Databricks Lakeflow Connect provides fully-managed connectors for ingesting data from relational databases using change data capture (CDC). Each connector efficiently tracks changes in the source database and applies them incrementally to Delta tables.

Supported connectors

Connector Description
MySQL Ingest data from MySQL databases using change data capture (CDC) for efficient incremental loads.
PostgreSQL Ingest data from PostgreSQL databases using change data capture (CDC).
Microsoft SQL Server Ingest data from Microsoft SQL Server using change data capture (CDC) or full snapshot.

Connector components

A database connector has the following components:

Component Description
Connection A Unity Catalog securable object that stores authentication details for the database.
Ingestion gateway A pipeline that extracts snapshots, change logs, and metadata from the source database. The gateway runs on classic compute, and it runs continuously to capture changes before change logs can be truncated in the source.
Staging storage A Unity Catalog volume that temporarily stores extracted data before it's applied to the destination table. This allows you to run your ingestion pipeline at whatever schedule you'd like, even as the gateway continuously captures changes. It also helps with failure recovery. You automatically create a staging storage volume when you deploy the gateway, and you can customize the catalog and schema where it lives. Data is automatically purged from staging after 30 days.
Ingestion pipeline A pipeline that moves the data from staging storage into the destination tables. The pipeline runs on serverless compute.
Destination tables The tables where the ingestion pipeline writes the data. These are streaming tables, which are Delta tables with extra support for incremental data processing.

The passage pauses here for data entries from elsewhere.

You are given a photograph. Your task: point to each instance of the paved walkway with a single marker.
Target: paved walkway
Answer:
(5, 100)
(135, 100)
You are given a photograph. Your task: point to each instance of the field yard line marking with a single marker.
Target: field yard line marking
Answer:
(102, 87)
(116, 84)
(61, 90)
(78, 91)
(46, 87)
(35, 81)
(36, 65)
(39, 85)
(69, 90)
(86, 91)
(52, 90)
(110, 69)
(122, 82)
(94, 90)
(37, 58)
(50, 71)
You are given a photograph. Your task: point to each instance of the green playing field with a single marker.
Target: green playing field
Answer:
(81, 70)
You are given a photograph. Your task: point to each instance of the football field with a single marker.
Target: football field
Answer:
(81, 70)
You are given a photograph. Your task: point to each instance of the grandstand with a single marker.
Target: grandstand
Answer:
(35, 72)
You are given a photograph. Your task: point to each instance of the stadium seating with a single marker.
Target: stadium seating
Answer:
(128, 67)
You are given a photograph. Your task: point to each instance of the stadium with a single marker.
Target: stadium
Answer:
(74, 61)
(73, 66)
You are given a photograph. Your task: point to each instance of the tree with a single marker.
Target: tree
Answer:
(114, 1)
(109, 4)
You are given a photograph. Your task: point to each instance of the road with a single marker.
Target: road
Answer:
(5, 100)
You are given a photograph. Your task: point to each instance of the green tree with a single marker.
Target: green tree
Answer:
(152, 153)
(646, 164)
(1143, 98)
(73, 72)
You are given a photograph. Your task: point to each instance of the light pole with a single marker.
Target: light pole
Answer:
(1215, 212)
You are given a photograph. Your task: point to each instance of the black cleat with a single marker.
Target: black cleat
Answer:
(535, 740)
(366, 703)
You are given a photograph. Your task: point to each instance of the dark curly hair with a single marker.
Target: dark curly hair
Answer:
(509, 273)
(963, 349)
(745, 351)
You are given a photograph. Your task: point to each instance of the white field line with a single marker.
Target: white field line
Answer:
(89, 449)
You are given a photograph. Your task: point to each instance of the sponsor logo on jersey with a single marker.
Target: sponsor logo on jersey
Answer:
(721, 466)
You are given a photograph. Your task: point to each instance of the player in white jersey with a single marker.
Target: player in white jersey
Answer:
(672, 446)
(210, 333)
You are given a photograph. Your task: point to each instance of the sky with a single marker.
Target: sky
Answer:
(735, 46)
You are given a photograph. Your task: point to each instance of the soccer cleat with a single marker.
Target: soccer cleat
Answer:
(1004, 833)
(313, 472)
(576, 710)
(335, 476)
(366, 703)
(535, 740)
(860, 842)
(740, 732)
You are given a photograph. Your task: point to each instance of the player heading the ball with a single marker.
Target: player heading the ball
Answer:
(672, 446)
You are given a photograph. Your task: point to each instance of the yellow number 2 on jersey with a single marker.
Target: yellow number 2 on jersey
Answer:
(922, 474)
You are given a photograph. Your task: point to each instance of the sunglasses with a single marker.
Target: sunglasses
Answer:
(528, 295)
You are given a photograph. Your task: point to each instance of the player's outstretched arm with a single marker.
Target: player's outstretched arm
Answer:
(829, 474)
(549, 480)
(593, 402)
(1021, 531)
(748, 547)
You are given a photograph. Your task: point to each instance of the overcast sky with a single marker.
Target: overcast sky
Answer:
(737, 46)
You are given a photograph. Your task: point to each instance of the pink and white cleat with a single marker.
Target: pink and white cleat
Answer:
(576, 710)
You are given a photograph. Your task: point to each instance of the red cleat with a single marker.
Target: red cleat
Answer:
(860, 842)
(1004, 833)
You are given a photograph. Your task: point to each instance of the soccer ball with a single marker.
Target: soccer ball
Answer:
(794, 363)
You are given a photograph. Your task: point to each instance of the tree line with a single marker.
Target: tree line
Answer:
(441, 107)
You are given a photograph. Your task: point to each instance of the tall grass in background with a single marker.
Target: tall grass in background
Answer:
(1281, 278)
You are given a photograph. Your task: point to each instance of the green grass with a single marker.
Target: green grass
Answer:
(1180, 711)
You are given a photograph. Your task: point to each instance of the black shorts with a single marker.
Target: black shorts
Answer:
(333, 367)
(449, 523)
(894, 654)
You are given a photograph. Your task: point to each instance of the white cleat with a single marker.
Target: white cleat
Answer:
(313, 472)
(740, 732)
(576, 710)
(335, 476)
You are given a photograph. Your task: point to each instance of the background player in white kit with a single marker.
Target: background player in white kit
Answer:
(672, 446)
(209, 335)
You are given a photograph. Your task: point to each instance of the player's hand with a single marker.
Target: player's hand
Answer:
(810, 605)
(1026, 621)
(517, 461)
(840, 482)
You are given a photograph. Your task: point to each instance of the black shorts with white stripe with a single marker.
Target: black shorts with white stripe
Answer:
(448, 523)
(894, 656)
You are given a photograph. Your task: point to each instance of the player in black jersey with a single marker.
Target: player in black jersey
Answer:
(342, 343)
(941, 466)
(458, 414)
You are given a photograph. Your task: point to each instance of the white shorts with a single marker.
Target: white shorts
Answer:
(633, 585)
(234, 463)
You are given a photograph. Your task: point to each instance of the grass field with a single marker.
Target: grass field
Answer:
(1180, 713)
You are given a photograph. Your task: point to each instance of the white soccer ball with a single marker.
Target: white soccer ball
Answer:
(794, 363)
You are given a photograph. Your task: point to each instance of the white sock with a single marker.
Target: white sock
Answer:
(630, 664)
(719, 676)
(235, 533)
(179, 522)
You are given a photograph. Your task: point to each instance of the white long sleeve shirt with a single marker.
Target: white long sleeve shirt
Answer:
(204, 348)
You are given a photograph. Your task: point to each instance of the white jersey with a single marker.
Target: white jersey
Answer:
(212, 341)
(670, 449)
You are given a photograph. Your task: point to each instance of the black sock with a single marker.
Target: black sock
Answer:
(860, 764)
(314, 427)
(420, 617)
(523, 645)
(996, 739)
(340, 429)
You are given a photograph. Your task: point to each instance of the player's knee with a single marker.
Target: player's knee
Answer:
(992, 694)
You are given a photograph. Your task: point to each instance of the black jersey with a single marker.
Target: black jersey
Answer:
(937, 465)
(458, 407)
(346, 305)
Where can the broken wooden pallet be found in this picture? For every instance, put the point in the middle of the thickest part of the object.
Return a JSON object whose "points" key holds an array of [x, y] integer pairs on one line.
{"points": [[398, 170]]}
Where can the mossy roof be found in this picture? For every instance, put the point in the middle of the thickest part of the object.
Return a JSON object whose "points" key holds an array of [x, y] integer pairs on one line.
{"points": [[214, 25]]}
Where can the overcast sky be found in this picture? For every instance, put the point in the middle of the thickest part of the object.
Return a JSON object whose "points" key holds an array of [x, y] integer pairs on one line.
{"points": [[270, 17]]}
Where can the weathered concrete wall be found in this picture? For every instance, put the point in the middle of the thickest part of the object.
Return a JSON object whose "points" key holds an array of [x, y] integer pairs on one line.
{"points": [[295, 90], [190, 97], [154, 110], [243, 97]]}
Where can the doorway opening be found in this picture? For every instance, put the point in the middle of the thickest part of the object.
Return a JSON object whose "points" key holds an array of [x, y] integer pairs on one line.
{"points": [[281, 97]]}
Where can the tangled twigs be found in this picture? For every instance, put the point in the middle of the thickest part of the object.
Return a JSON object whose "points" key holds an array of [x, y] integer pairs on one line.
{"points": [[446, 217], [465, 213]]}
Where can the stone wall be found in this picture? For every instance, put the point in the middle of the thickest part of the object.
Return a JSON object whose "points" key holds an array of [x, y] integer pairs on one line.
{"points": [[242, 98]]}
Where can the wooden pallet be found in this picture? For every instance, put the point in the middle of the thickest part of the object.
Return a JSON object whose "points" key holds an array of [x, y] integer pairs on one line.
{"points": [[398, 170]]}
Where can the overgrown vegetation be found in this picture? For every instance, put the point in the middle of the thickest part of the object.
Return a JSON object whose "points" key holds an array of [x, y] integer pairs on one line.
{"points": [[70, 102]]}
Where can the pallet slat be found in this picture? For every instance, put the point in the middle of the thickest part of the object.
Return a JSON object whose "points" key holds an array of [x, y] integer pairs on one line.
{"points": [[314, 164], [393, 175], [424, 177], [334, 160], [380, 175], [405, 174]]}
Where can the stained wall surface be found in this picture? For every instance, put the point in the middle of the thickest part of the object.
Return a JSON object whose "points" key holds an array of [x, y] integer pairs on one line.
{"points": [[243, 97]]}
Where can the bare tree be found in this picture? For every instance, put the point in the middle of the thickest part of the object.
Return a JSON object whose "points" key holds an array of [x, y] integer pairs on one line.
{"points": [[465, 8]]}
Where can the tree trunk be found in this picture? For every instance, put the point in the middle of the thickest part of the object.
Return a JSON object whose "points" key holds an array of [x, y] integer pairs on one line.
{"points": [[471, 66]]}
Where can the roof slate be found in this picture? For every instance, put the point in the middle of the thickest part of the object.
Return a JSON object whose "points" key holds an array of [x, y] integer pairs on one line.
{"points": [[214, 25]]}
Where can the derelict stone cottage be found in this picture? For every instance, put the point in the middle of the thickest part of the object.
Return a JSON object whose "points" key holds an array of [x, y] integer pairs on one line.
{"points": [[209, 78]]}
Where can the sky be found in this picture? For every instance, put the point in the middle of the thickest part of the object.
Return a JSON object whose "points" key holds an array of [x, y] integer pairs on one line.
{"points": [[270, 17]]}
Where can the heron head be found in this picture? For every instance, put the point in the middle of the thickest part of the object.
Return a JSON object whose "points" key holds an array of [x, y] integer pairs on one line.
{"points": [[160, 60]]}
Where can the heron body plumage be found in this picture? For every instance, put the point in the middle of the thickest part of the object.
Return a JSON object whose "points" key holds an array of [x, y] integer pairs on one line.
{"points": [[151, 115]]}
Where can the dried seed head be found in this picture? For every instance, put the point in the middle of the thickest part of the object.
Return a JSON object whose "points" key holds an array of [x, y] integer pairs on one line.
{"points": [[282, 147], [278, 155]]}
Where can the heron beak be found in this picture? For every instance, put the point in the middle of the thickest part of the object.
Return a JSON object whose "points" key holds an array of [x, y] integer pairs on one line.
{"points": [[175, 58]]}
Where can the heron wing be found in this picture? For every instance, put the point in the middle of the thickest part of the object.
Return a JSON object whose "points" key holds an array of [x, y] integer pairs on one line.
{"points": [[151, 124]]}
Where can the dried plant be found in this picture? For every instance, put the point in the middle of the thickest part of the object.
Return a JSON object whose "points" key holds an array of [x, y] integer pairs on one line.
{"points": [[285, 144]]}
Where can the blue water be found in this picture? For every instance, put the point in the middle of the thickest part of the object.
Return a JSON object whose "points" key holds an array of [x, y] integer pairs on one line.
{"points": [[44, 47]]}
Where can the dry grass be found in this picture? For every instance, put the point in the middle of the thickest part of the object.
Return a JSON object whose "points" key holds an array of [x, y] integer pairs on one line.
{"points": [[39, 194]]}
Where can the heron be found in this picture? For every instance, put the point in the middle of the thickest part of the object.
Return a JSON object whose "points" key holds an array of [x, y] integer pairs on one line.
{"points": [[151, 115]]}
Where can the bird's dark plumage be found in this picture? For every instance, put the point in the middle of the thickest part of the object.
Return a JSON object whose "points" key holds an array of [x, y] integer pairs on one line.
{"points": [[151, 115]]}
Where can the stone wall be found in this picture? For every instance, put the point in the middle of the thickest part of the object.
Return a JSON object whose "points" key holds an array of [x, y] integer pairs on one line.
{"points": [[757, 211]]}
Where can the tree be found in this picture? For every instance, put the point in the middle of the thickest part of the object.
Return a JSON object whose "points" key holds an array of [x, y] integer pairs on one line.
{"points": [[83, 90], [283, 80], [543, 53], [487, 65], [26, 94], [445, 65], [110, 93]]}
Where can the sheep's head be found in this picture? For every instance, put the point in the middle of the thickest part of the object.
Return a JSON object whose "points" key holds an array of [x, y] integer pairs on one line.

Database connector components diagram

Network connectivity

The ingestion gateway runs on classic compute in your Azure Databricks workspace VPC or VNet, and must be able to reach the source database over the network.

Any network path that allows the gateway to reach the database is supported, including VPN, Azure ExpressRoute, AWS Direct Connect, VPC or VNet peering, and public endpoints.

Cross-cloud connectivity is supported. For example, an Azure Databricks workspace can ingest from an AWS Aurora PostgreSQL database if the appropriate network connectivity exists between the two environments.